“Esta será a era de ouro da América, é uma vitória incrível.” Com essas palavras, Donald Trump, candidato do Partido Republicano, declarou-se vencedor das eleições presidenciais dos EUA. Sem a contagem oficial finalizada, Trump teria alcançado 267 votos eleitorais contra 224 de sua oponente democrata, Kamala Harris. Além disso, os republicanos assumiram o controle do Senado e pretendem manter sua estreita maioria na Câmara dos Representantes.
Como esperado após um evento tão significativo, os mercados reagiram rapidamente. De acordo com Oliver Blackbourn, gestor de portfólio multiativos da Janus Henderson, os futuros indicam um aumento de mais de 2% no S&P 500 e de 1,7% no NASDAQ. “No entanto, os destaques no mercado norte-americano são os índices S&P Midcap 400 e Russell 2000, com futuros mostrando ganhos superiores a 4% e 5%, respectivamente,” observa o gestor.
Na opinião de Blackbourn, o resultado mais surpreendente até agora é a força das bolsas de valores fora dos EUA. “Ações europeias e japonesas estão apresentando bom desempenho, e o declínio na China é talvez menor do que muitos temiam, apesar das ameaças do presidente eleito ao comércio global. O dólar norte-americano está se fortalecendo, com o mercado considerando o impacto potencial de novas tarifas de importação e cortes adicionais do Federal Reserve. Os rendimentos do Tesouro dos EUA aumentaram acentuadamente devido às expectativas de taxas de juros e à possibilidade de inflação mais alta,” explica Blackbourn.
Sobre as expectativas para o futuro, o gestor da Janus Henderson acredita que os mercados começarão a analisar como a retórica se traduz em políticas concretas, observando cuidadosamente cada declaração nos próximos meses em busca de pistas.
“Com a visão generalizada de que ambos os partidos continuarão a incorrer em déficits orçamentários, parece provável que a economia dos EUA permaneça dependente de estímulos fiscais. O efeito disso sobre o Fed pode demorar a se esclarecer, pois o FOMC estará relutante em tomar decisões até que haja maior clareza política. Os mercados terão que aguardar para ver se o Federal Reserve está disposto e apto a lidar com uma economia aquecida,” acrescenta.
Para Gordon Shannon, gestor da TwentyFour AM (boutique da Vontobel), até o momento os mercados estão repetindo o roteiro de 2016 após a vitória de Trump: ações estão subindo, enquanto os títulos de longo prazo do Tesouro dos EUA recuam devido às expectativas de expansão fiscal. “Acredito que o foco mudará para as implicações inflacionárias das tarifas e do controle da imigração.

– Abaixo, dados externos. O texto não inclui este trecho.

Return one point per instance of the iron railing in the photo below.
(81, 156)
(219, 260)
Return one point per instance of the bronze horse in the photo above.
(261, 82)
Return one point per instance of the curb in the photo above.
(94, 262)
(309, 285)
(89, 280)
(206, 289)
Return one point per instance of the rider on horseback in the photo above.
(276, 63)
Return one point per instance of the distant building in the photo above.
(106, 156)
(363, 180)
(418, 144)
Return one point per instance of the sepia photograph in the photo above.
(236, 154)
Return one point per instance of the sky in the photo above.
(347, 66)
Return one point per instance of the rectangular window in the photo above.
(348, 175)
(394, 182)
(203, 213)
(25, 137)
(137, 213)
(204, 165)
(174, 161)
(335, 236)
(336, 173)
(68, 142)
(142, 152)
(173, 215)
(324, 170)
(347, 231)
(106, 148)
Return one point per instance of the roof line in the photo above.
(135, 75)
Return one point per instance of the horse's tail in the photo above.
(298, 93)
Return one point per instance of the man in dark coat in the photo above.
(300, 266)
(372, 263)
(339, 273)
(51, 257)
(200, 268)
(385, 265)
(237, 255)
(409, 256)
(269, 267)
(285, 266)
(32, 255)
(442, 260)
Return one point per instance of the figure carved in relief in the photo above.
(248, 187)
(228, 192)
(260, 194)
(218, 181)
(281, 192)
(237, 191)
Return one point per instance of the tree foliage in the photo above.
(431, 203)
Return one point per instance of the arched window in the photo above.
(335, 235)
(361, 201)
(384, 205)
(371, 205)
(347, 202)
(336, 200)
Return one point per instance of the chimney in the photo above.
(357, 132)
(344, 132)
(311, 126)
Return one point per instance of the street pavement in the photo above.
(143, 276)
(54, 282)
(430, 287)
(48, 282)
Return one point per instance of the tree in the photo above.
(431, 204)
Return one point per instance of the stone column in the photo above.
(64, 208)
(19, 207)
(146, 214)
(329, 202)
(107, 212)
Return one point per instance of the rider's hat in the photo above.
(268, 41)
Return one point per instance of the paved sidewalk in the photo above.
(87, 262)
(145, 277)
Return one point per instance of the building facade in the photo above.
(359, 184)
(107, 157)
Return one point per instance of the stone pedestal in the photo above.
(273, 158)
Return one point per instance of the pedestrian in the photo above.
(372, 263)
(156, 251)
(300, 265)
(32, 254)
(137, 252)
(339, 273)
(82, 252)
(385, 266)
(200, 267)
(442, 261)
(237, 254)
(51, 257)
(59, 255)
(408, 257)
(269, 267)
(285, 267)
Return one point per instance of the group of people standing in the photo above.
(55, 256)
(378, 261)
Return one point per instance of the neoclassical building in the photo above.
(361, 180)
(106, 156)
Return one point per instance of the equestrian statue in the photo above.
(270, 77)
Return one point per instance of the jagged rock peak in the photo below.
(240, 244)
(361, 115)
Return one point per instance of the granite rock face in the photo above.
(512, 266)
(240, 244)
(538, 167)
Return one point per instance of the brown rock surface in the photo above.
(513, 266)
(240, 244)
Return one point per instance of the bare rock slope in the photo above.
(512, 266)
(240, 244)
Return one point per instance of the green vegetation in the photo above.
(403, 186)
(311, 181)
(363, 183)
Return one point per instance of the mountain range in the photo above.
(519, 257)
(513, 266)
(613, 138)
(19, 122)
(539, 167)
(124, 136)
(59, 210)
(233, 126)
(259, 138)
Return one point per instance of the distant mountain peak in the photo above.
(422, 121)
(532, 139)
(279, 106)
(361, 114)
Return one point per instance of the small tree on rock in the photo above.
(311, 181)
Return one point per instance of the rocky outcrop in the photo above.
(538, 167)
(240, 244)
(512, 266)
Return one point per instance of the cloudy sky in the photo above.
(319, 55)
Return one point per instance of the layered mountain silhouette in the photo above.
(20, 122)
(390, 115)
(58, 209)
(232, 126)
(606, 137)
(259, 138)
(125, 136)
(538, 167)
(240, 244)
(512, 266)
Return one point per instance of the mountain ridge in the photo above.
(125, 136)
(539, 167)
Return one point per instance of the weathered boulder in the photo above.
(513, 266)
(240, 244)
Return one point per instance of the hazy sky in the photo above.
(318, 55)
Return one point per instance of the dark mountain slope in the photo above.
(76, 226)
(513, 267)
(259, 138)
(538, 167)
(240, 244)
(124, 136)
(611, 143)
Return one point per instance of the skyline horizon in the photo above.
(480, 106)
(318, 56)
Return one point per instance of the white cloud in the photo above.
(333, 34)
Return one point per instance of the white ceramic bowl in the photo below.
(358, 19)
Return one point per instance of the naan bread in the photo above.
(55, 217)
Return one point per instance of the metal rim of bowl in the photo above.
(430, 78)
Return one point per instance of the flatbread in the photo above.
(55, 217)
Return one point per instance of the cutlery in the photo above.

O Federal Reserve tem evitado fazer comentários até agora para manter a neutralidade e proteger sua independência, mas sua reação a essas políticas será essencial para entender a direção dos preços dos ativos,” afirma Shannon.
Para Stephen Dover, chefe do Instituto Franklin Templeton, os maiores beneficiados serão setores e indústrias que favorecem um ambiente regulatório mais pró-negócios, incluindo empresas de energia fóssil, serviços financeiros e empresas de capitalização menor. “Por outro lado, o mercado de renda fixa está enfrentando fortes vendas, com os rendimentos do Tesouro a dez anos se aproximando de 4,50%. Investidores de renda fixa estão reagindo à probabilidade de que cortes de impostos não sejam acompanhados por contenção significativa nos gastos. O mercado de renda fixa também antecipa crescimento mais alto e potencialmente inflação mais alta. Essa combinação pode desacelerar ou até mesmo interromper os cortes de taxa de juros previstos pelo Fed,” acrescenta Dover.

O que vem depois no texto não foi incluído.